Lazio, tutto in una notte

E così ci siamo, si gioca la finale di Coppa Italia, il torneo che la Juve ha dominato negli ultimi quattro anni, bissando ogni volta il trionfo in campionato. Già, se ci pensate è da qui che bisogna ripartire. Per mille e cinquecento giorni, uno più uno meno, per quattro anni appunto, il tempo che intercorre nientemeno che da un Mondiale all’altro, qui da noi vincono e hanno vinto soltanto i bianconeri. Nessuno, tra campionato e Coppa, è riuscito a mettere la testa fuori. Un privilegio che – allo scoccare del quinto anno – stavolta riuscirà a una tra Atalanta e Lazio, che tra l’altro non si contendono soltanto un trofeo, reso ancora più importante dal digiuno che tutti i club italiani hanno dovuto sopportare, ma si giocano anche la possibilità di affrontare la Juve di Ronaldo nella Supercoppa italiana. Come dire che, insieme al prestigio e alla bacheca, ballano anche parecchi milioni di euro, tra incasso e diritti tv di una partita che – si è visto – fa gola anche fuori dall’Italia, tanto più dopo l’arrivo dell’asso portoghese.

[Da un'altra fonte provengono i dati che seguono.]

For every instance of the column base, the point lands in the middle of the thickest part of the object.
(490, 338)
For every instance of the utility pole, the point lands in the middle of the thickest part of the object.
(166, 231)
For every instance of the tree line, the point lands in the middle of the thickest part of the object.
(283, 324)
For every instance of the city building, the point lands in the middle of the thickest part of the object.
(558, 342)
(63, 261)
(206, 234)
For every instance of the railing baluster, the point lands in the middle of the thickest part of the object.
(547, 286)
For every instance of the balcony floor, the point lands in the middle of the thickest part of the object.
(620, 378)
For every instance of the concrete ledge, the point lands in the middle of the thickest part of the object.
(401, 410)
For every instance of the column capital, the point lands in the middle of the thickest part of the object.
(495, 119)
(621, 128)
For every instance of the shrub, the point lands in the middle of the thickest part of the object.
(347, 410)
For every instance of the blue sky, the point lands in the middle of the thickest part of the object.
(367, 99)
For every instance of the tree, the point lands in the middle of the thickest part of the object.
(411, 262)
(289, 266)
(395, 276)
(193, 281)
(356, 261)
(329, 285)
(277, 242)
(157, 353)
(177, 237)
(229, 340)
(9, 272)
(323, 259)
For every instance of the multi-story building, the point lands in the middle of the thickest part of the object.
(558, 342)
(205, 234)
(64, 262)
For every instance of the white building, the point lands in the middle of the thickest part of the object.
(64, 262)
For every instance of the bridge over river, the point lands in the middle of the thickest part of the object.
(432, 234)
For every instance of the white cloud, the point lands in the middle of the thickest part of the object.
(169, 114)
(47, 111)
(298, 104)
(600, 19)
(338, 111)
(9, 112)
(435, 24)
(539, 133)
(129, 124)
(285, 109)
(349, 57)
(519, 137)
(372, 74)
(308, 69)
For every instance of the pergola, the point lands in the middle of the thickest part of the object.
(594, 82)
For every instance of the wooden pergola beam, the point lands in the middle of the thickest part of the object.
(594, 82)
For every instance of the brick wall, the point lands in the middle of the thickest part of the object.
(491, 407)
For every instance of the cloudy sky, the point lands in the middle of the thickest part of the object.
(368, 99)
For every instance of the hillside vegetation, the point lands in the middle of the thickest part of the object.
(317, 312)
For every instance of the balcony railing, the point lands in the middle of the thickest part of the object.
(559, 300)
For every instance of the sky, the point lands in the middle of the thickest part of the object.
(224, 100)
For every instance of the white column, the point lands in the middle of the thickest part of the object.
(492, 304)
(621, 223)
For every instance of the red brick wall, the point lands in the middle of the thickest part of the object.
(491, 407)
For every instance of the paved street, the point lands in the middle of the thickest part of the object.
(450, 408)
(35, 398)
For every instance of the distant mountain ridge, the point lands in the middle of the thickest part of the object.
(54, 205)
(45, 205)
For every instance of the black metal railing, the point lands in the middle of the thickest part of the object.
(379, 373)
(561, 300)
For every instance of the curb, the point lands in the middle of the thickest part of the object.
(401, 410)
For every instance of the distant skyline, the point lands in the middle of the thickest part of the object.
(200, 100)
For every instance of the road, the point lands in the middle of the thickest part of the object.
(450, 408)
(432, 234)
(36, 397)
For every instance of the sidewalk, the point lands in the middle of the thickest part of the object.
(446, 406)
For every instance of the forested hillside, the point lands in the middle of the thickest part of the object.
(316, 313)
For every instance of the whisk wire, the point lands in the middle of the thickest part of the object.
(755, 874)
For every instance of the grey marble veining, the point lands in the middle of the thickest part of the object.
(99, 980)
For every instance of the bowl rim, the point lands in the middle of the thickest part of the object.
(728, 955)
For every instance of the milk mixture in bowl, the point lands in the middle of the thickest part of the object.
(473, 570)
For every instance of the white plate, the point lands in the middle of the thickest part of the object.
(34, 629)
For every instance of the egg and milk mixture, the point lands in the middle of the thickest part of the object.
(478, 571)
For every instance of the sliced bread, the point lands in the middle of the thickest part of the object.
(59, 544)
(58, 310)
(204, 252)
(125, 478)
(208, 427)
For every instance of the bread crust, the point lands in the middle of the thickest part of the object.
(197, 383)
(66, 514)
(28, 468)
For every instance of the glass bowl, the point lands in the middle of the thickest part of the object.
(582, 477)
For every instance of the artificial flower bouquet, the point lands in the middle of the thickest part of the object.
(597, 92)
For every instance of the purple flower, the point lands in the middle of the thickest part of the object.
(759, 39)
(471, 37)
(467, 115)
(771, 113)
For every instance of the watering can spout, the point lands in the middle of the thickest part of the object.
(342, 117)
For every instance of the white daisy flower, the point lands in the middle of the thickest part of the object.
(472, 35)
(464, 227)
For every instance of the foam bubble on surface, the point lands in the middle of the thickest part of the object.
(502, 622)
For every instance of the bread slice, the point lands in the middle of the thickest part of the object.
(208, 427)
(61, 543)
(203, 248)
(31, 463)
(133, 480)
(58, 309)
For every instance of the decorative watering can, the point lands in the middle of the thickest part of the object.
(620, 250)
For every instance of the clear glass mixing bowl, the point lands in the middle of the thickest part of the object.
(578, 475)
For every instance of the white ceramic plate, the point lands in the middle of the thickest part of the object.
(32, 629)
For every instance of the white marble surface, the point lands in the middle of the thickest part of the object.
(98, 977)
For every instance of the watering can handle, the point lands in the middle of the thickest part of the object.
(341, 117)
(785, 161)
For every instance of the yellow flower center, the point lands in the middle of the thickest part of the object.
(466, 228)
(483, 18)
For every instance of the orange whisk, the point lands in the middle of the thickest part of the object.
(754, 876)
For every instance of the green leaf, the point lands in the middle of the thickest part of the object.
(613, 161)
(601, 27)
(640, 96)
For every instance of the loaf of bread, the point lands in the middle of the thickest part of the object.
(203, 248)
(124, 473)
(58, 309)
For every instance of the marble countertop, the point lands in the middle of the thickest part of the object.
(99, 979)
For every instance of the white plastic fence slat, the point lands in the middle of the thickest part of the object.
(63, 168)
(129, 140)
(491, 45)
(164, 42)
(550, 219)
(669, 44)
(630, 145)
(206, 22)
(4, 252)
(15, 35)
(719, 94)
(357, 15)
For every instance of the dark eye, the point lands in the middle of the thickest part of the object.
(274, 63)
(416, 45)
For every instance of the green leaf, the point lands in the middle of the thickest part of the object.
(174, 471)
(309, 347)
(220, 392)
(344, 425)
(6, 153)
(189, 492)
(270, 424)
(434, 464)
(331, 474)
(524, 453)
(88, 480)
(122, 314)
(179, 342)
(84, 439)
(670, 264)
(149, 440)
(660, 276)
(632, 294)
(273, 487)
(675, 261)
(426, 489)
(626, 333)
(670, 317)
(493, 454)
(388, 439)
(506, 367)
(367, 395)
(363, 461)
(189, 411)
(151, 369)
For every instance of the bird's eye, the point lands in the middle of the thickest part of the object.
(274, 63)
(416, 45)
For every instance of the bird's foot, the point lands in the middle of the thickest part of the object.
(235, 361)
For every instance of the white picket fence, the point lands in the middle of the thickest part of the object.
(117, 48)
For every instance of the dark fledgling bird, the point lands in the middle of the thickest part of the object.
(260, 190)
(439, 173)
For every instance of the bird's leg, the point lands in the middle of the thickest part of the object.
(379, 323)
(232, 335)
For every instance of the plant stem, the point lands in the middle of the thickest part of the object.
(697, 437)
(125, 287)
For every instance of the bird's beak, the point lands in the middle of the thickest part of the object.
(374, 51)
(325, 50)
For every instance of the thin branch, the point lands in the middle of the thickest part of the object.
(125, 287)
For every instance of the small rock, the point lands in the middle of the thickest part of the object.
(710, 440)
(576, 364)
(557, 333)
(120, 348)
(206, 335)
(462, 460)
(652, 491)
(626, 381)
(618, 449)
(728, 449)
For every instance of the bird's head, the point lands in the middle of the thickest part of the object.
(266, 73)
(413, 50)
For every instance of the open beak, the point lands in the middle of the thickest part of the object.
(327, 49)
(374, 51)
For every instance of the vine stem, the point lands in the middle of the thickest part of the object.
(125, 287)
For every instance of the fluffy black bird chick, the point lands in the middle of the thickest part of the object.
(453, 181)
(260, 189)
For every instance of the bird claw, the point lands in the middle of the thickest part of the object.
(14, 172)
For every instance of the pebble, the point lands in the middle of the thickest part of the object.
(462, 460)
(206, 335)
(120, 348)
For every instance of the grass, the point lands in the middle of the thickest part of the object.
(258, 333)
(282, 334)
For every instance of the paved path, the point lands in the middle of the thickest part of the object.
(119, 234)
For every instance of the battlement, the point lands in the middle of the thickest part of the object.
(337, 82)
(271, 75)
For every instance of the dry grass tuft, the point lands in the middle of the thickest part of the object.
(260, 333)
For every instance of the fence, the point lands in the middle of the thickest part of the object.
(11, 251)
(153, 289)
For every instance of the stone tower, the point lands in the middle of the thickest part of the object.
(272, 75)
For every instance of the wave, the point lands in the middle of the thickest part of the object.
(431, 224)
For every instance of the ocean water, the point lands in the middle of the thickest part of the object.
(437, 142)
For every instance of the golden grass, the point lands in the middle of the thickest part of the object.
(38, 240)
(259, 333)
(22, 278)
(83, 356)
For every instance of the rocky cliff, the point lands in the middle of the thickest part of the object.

Atalanta-Lazio è una sfida dai mille significati, con due facce ben distinte della stessa medaglia. Serve a Inzaghi per salvare la panchina, a Lotito per ricucire ancora quel rapporto che spesso si sfilaccia con il proprio pubblico, alla Lazio per garantirsi un posto nelle Coppe che altrimenti – attraverso il campionato – rischia concretamente di sfuggire. Insomma, una serie di condizioni diciamo così da tutelare. Differente, completamente opposto, il discorso che riguarda invece l’Atalanta, che a questa finale chiede di raddoppiare, rendendo ancora più scintillante, la soddisfazione grande di una stagione in copertina. L’Europa dei nerazzurri, a differenza della Lazio, non passa da questo atto dell’Olimpico. L’Atalanta ci andrà comunque e, confidando in queste due ultime partite con Juve e e Sassuolo, potenzialmente addirittura dalla porta principale, quella della Champions.

Percassi, con i suoi tifosi, ha un rapporto straordinario e non sarà questa partita a renderlo più o meno forte: il legame è già d’acciaio, corroborato da una crescita continua che ha reso il sodalizio inossidabile. Resta Gasperini che, a differenza di Simone Inzaghi, non gioca per salvare la panchina, per chiedere un futuro. Anzi, il quadro  è esattamente opposto. Questa stagione favolosa, una perla di una collana già ricchissima, lo ha messo al centro dell’attenzione generale. La Juve, il Milan, la Roma, la stessa Lazio, qualche sirena estera: in tanti – e verrebbe da dire finalmente – si sono accorti di questo allenatore che coniuga alla perfezione tradizione e modernità, gusto del bel gioco e libera interpretazione dei giocatori, corsa e attesa, come sanno fare soltanto le squadre che non rappresentano… un modello.

Già, perché l’Atalanta di Percassi, Gasperini, di Gomez, Ilicic, dei tifosi, non è un modello – perché i modelli un po’ come gli stili passano – e non è una favola. L’Atalanta, a differenza di quanti abusano del termine, è un Progetto. Di sviluppo societario, di gioco, di solidarietà, di appartenenza, di condivisione, lavoro e sacrificio. Impossibile dire quanto saranno ancora forti le sirene. Possibile però entrare nei pensieri dell’allenatore: ma davvero, esattamente come un’emozione, si può interrompere un Progetto?